Breeze Airways is rolling out a new flight-following solution designed to streamline critical information for its dispatchers.
The platform, known as Maverick Dispatch, was developed over the last year by The Weather Company with input from Breeze’s teams. It folds together numerous data streams, including weather imaging, into a single and more easily digestible interface, attributes the airline believes will improve efficiency, mitigate operational disruptions, and reduce the mental burden on dispatchers.
“One of the biggest tasks when it comes to dispatching is that you have so much information that you’re trying to compile and make decisions on, and really reducing that cognitive load is the biggest focus of the solution,” said Garrett Urry, manager of flight dispatch at Breeze. “Now we’re condensing and compiling it down into a single interface so that dispatchers are not trying to find multiple tabs, multiple URLs, that help them make those decisions.”
According to Urry, a typical dispatcher might have between 22 and 25 different browsers open at any one time with software and websites needed to help make a single decision about a flight.
“Reducing that to a single display really relieves that burden and cognitive load on the dispatchers and assists them in making those education decisions,” he said.
Maverick Dispatch comes with enhanced weather visualization, a consolidated alert dashboard, predictive modeling for storms, analytics tools, and a new NOTAM viewer, among other features. The Weather Company’s meteorological data and forecasting capabilities are directly integrated into the system.
“Dispatchers don’t have to go through other experiences to find the best weather,” said Chris Oaks, aviation product leader at TWC. “They can trust that we have integrated the best-in-class weather directly into the experience, and they know that’s what’s driving the insights that are coming out of the platform.”

Breeze has already been using TWC’s flight tracker Fusion. Maverick Dispatch expands on Fusion, moving from an app-based solution to a cloud-based platform accessible from a web browser, officials said.
A group of Breeze employees provided feedback to TWC as Maverick was developed, helping guide decisions about functionality and display methodologies.
“We can figure out which ideas are hitting and which aren’t,” Oaks said. “We could talk about a solution for an hour, but with a picture in front of someone, they can tell you, ‘That’s what I need.’ So that is what some of those sessions helped flesh out.”
AI is blended into several of the features offered by Maverick, including weather modeling. Meteorologists continuously check the forecasts to ensure accuracy, creating a system that dispatchers can use comfortably without having specialized knowledge about artificial intelligence.
AI is also used in Maverick’s Smart NOTAMs tool to help organize information.

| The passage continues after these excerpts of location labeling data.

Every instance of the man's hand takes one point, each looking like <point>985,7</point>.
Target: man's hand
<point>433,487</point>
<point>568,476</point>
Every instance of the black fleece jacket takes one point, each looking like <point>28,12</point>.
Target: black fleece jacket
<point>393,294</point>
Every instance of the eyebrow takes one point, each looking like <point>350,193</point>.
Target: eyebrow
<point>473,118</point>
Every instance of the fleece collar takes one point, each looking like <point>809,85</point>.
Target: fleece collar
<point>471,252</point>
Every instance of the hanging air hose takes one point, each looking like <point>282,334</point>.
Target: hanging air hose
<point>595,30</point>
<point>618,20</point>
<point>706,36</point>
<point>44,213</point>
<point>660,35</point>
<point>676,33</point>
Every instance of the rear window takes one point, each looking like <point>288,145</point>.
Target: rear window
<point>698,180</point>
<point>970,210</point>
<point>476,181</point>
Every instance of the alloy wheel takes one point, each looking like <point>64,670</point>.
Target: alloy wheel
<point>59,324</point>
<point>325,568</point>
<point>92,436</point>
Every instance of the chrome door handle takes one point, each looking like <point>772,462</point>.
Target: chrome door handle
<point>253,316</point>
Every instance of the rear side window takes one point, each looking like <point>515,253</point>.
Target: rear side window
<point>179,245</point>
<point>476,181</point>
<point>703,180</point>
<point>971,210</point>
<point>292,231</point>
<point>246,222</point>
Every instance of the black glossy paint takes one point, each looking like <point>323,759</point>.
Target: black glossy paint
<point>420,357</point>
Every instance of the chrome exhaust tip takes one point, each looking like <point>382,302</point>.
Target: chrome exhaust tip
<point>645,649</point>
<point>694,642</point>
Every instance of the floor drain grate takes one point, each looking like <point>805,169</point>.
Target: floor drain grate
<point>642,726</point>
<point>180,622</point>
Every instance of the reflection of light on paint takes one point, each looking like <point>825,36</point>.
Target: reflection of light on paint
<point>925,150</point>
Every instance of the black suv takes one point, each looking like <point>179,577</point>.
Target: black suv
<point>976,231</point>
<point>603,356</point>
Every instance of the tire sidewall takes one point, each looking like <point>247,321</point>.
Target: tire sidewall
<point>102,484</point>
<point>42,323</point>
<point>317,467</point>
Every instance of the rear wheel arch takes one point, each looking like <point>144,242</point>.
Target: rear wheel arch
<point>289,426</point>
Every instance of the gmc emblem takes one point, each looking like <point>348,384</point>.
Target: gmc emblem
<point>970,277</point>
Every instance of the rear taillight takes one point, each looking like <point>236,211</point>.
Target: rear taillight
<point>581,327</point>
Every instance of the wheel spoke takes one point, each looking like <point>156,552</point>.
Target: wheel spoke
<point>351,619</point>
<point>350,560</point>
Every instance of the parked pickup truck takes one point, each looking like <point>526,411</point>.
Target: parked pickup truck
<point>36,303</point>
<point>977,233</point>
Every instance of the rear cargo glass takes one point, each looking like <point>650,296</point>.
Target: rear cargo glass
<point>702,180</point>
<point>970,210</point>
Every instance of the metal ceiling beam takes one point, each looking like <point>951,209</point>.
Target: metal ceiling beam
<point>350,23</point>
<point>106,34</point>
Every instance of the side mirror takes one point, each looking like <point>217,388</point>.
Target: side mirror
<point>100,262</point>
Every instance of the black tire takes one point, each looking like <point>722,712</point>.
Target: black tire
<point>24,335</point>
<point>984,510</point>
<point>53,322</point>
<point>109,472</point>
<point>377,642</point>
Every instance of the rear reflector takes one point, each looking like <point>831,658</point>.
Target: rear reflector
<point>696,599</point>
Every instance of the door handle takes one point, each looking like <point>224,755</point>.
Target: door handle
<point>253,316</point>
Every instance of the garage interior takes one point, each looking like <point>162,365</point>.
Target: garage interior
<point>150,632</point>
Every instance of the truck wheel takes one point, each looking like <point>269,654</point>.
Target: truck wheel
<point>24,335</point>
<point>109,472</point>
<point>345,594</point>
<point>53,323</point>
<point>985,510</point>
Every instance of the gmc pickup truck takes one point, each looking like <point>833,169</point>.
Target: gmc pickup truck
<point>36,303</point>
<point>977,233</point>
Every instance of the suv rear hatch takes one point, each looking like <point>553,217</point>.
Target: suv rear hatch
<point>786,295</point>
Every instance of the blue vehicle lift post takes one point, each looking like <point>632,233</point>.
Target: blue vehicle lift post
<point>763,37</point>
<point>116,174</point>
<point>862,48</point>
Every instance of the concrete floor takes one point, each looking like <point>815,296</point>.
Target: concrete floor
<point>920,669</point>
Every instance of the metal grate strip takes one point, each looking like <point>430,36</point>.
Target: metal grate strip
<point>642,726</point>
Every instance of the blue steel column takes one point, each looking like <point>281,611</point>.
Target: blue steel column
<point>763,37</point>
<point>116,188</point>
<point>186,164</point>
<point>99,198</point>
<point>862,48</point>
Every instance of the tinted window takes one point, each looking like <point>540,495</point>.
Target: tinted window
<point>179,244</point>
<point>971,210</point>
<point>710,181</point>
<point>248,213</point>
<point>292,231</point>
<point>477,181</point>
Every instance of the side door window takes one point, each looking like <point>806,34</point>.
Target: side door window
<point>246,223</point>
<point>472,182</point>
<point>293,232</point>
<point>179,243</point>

“You click on NOTAMs, we take all the airport NOTAMs in context, and we’ve sorted them and filtered them and within two seconds we can start streaming a Smart NOTAMs summary based off what dispatchers have told us is the most important thing,” Oaks said. “They don’t have to worry about, ‘How is this happening?’ They just know they click and get a quick AI summary.”
“That’s how we want some of our AI tooling to be in Maverick,” he continued. “We want to show AI transparency, but we don’t want people to have to be experts in AI to use the product.”
Breeze said it completed training of dispatchers on Maverick earlier this month.